All of lore.kernel.org
 help / color / mirror / Atom feed
From: Ard Biesheuvel <ardb@kernel.org>
To: Catalin Marinas <catalin.marinas@arm.com>
Cc: Linux ARM <linux-arm-kernel@lists.infradead.org>,
	ACPI Devel Maling List <linux-acpi@vger.kernel.org>,
	Will Deacon <will@kernel.org>,
	Jeremy Linton <jeremy.linton@arm.com>,
	Lorenzo Pieralisi <lorenzo.pieralisi@arm.com>,
	Nicolas Saenz Julienne <nsaenzjulienne@suse.de>,
	Rob Herring <robh+dt@kernel.org>, Christoph Hellwig <hch@lst.de>,
	Robin Murphy <robin.murphy@arm.com>,
	Hanjun Guo <guohanjun@huawei.com>,
	Sudeep Holla <sudeep.holla@arm.com>,
	Anshuman Khandual <anshuman.khandual@arm.com>
Subject: Re: [PATCH] arm64: mm: set ZONE_DMA size based on early IORT scan
Date: Mon, 12 Oct 2020 17:55:45 +0200	[thread overview]
Message-ID: <CAMj1kXFKRZ-eHtvqxZ84RSVcY8LQgkv1Vh6w8CvsWyOO-qJcuA@mail.gmail.com> (raw)
In-Reply-To: <20201012154954.GB6493@gaia>

On Mon, 12 Oct 2020 at 17:50, Catalin Marinas <catalin.marinas@arm.com> wrote:
>
> On Mon, Oct 12, 2020 at 04:19:08PM +0200, Ard Biesheuvel wrote:
> > On Mon, 12 Oct 2020 at 13:24, Catalin Marinas <catalin.marinas@arm.com> wrote:
> > > On Mon, Oct 12, 2020 at 12:43:05PM +0200, Ard Biesheuvel wrote:
> > > > On Mon, 12 Oct 2020 at 11:30, Ard Biesheuvel <ardb@kernel.org> wrote:
> > > > > On Mon, 12 Oct 2020 at 11:28, Catalin Marinas <catalin.marinas@arm.com> wrote:
> > > > > > On Sat, Oct 10, 2020 at 11:31:53AM +0200, Ard Biesheuvel wrote:
> > > > > > > diff --git a/arch/arm64/mm/init.c b/arch/arm64/mm/init.c
> > > > > > > index f0599ae73b8d..829fa63c3d72 100644
> > > > > > > --- a/arch/arm64/mm/init.c
> > > > > > > +++ b/arch/arm64/mm/init.c
> > > > > > > @@ -191,6 +191,14 @@ static void __init zone_sizes_init(unsigned long min, unsigned long max)
> > > > > > >       unsigned long max_zone_pfns[MAX_NR_ZONES]  = {0};
> > > > > > >
> > > > > > >  #ifdef CONFIG_ZONE_DMA
> > > > > > > +     if (IS_ENABLED(CONFIG_ACPI)) {
> > > > > > > +             extern unsigned int acpi_iort_get_zone_dma_size(void);
> > > > > >
> > > > > > Nitpick: can we add this prototype to include/linux/acpi_iort.h?
> > > > > >
> > > > > > > +
> > > > > > > +             zone_dma_bits = min(zone_dma_bits,
> > > > > > > +                                 acpi_iort_get_zone_dma_size());
> > > > > > > +             arm64_dma_phys_limit = max_zone_phys(zone_dma_bits);
> > > > > > > +     }
> > > > > > > +
> > > > > > >       max_zone_pfns[ZONE_DMA] = PFN_DOWN(arm64_dma_phys_limit);
> > > > > >
> > > > > > I think we should initialise zone_dma_bits slightly earlier via
> > > > > > arm64_memblock_init().
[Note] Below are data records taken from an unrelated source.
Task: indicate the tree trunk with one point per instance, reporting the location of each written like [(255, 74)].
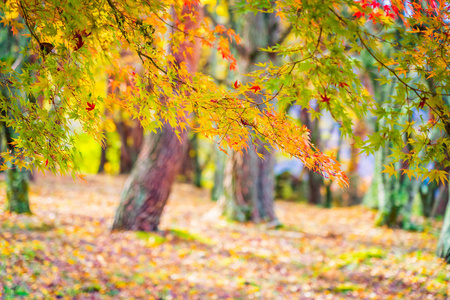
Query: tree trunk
[(218, 189), (17, 179), (249, 181), (103, 159), (442, 202), (315, 180), (443, 250), (146, 191)]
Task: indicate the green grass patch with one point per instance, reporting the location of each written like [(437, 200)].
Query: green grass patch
[(187, 236), (347, 287)]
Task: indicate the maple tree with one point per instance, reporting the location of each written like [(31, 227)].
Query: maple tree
[(83, 37), (320, 66)]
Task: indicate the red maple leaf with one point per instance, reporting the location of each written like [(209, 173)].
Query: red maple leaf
[(255, 88), (90, 106), (358, 14), (422, 103), (325, 98), (79, 41)]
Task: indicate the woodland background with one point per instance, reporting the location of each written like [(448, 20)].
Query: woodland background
[(170, 215)]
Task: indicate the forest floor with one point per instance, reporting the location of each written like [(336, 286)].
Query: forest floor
[(67, 251)]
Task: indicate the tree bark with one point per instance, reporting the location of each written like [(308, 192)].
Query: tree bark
[(443, 249), (147, 189), (17, 183), (315, 180), (17, 179), (249, 181)]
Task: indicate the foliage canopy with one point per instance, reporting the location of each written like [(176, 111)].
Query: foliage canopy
[(72, 40)]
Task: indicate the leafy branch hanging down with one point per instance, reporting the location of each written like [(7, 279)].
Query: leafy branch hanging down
[(407, 41), (72, 41)]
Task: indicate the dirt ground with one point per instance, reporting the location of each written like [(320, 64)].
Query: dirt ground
[(67, 251)]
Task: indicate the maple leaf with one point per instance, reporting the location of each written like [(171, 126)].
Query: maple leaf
[(389, 170), (90, 106), (233, 65), (325, 98), (374, 4), (255, 88), (78, 41)]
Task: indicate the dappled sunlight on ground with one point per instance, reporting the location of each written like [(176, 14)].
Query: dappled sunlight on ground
[(66, 250)]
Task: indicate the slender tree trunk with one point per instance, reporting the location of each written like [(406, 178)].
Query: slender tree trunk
[(17, 179), (218, 189), (17, 182), (315, 180), (443, 249), (147, 189), (103, 159), (441, 203), (249, 181)]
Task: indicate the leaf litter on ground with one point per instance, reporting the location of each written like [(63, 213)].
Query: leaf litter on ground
[(67, 251)]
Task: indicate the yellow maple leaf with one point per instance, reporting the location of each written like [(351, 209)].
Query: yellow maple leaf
[(409, 173)]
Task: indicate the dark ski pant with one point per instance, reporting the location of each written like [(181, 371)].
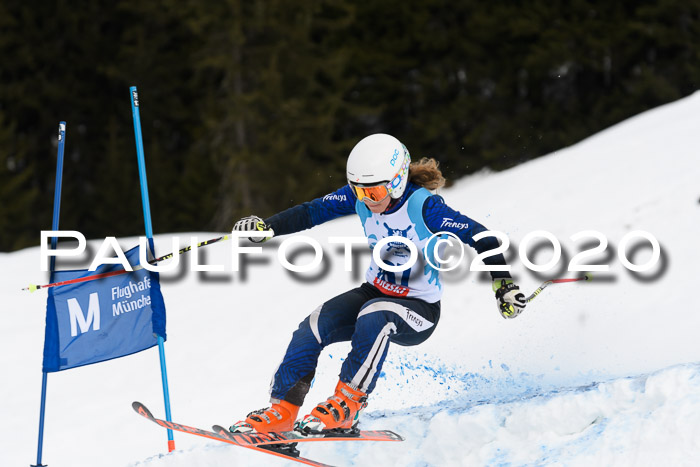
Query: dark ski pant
[(368, 318)]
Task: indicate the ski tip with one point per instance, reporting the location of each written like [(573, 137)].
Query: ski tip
[(141, 409)]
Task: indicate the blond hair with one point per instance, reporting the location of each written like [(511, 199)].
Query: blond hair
[(426, 173)]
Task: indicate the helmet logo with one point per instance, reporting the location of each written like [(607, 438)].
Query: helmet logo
[(394, 157)]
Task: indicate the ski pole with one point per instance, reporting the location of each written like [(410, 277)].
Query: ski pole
[(77, 280), (585, 277)]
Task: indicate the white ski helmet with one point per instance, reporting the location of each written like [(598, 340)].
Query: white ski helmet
[(379, 159)]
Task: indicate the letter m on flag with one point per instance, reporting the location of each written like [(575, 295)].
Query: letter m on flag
[(81, 328)]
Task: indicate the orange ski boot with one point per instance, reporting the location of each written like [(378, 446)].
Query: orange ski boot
[(339, 412), (280, 417)]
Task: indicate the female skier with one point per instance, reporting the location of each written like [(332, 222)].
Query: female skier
[(391, 197)]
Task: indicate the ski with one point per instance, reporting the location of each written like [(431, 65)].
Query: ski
[(279, 444)]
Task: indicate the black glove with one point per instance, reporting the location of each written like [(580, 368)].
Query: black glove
[(253, 223), (511, 302)]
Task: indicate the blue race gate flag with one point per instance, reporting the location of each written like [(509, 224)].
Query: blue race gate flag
[(94, 321)]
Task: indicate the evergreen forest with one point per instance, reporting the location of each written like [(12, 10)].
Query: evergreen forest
[(250, 107)]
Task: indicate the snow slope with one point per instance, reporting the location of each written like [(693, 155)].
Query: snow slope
[(601, 373)]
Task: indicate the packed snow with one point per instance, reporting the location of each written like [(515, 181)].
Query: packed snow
[(600, 373)]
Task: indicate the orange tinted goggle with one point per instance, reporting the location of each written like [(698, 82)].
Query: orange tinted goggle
[(374, 193)]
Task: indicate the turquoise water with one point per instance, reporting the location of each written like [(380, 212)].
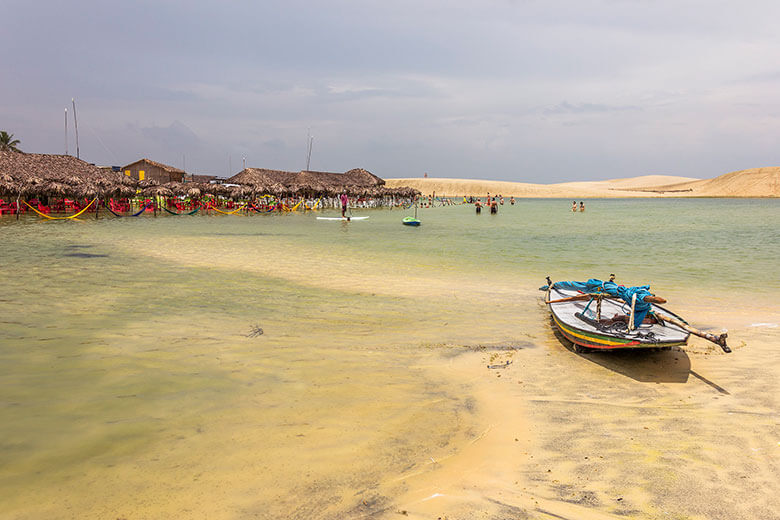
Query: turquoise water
[(131, 384)]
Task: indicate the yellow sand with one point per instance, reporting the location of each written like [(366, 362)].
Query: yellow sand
[(754, 182)]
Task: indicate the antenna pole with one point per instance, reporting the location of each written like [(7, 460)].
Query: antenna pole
[(308, 157), (76, 125)]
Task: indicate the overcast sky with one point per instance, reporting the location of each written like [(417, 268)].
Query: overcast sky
[(533, 91)]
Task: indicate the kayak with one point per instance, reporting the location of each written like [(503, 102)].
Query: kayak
[(601, 322)]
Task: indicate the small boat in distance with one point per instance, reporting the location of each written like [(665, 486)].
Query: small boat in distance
[(597, 315), (342, 219), (412, 221)]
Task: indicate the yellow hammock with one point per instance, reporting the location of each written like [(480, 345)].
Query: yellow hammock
[(228, 212), (61, 218)]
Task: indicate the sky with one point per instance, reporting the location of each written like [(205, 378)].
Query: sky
[(528, 91)]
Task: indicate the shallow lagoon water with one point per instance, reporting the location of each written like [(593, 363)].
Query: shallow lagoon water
[(132, 386)]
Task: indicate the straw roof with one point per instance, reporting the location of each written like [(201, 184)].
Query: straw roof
[(262, 180), (357, 181), (166, 167), (57, 175)]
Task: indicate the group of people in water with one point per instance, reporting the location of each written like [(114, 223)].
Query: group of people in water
[(490, 202)]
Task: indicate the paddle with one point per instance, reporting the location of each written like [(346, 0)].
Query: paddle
[(588, 296), (718, 340)]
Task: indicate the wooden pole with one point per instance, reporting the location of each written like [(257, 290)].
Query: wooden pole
[(588, 296), (718, 340)]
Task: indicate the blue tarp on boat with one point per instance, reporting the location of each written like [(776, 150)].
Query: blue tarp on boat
[(621, 291)]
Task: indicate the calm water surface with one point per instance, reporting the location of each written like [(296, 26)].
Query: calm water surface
[(131, 384)]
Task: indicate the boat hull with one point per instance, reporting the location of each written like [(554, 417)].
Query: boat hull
[(572, 321)]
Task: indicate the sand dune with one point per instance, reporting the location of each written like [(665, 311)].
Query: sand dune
[(754, 182)]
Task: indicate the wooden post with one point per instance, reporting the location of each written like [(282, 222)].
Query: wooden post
[(718, 340)]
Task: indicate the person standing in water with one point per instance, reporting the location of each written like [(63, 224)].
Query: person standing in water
[(344, 203)]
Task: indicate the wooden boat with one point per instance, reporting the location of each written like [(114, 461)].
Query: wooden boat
[(412, 221), (587, 321)]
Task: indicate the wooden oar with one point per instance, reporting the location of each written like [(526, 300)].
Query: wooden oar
[(588, 296), (718, 340)]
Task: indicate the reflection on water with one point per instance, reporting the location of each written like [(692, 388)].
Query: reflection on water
[(133, 385)]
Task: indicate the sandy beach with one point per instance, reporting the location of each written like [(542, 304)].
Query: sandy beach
[(380, 387), (754, 182)]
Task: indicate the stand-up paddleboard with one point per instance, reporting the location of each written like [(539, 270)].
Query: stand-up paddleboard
[(344, 219)]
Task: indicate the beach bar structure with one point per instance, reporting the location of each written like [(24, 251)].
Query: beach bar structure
[(356, 182), (148, 170), (46, 175)]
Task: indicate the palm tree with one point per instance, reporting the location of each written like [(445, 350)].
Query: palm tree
[(8, 143)]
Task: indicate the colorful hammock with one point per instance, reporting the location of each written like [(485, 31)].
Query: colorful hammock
[(180, 214), (61, 218), (226, 212)]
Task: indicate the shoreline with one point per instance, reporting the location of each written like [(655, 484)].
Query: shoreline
[(751, 183)]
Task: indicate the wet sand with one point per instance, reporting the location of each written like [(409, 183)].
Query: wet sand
[(165, 408), (688, 434)]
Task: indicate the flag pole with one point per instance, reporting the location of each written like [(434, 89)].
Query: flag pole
[(76, 125)]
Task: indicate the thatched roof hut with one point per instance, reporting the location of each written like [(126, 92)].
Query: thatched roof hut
[(262, 180), (355, 182), (58, 175)]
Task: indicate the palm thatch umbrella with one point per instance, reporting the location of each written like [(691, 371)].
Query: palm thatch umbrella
[(262, 180), (26, 174)]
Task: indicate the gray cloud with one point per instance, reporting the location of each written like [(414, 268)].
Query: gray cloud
[(522, 90)]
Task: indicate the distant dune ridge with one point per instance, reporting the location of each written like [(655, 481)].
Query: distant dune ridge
[(754, 182)]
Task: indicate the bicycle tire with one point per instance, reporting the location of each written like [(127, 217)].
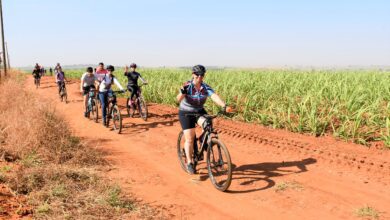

We'll eventually have reserve_crashkernel()
> > > > > > called before this and it will make use of arm64_dma_phys_limit for
> > > > > > "low" reservations:
> > > > > >
> > > > > > https://lore.kernel.org/linux-arm-kernel/20200907134745.25732-7-chenzhou10@huawei.com/
> > > > > >
> > > > >
> > > > > We don't have access to the ACPI tables yet at that point.
> > > >
> > > > Also, could someone give an executive summary of why it matters where
> > > > the crashkernel is loaded? As far as I can tell, reserve_crashkernel()
> > > > only allocates memory for the kernel's executable image itself, which
> > > > can usually be loaded anywhere in memory. I could see how a
> > > > crashkernel might need some DMA'able memory if it needs to use the
> > > > hardware, but I don't think that is what is going on here.
> > >
> > > I thought the crashkernel needs some additional reserved RAM as well to
> > > be able to run. It should not touch the original kernel's memory as it
> > > usually needs to dump it.
> >
> > Looking at the code, it is definitely allocating memory for the kernel
> > itself (as it refers to the 2 MB alignment requirement), and given
> > that we used to require the kernel to be at the base of the linear
> > region to even be able to access all of memory, I suspect that we
> > might be able to relax this requirement. Not sure what that means for
> > the userland tools, though.
>
> The 2MB is an interpretation of booting.txt that the DRAM must start at
> this alignment (not sure what we do these days, in lots of
> configurations we just use 4K pages for the linear map).
>

On 4k granule kernels, We still need 2 MB alignment today unless you
use a relocatable kernel. The reason is that virtual addresses are
assigned at link time, and we use section mappings to map the kernel.
If CONFIG_RELOCATABLE=y, the kernel can run happily at any 64k aligned
address (except for the 64k granule kernel with CONFIG_VMAP=y, which
needs 128k in this case)

So keeping a 2 MB alignment requirement in booting.txt still makes sense.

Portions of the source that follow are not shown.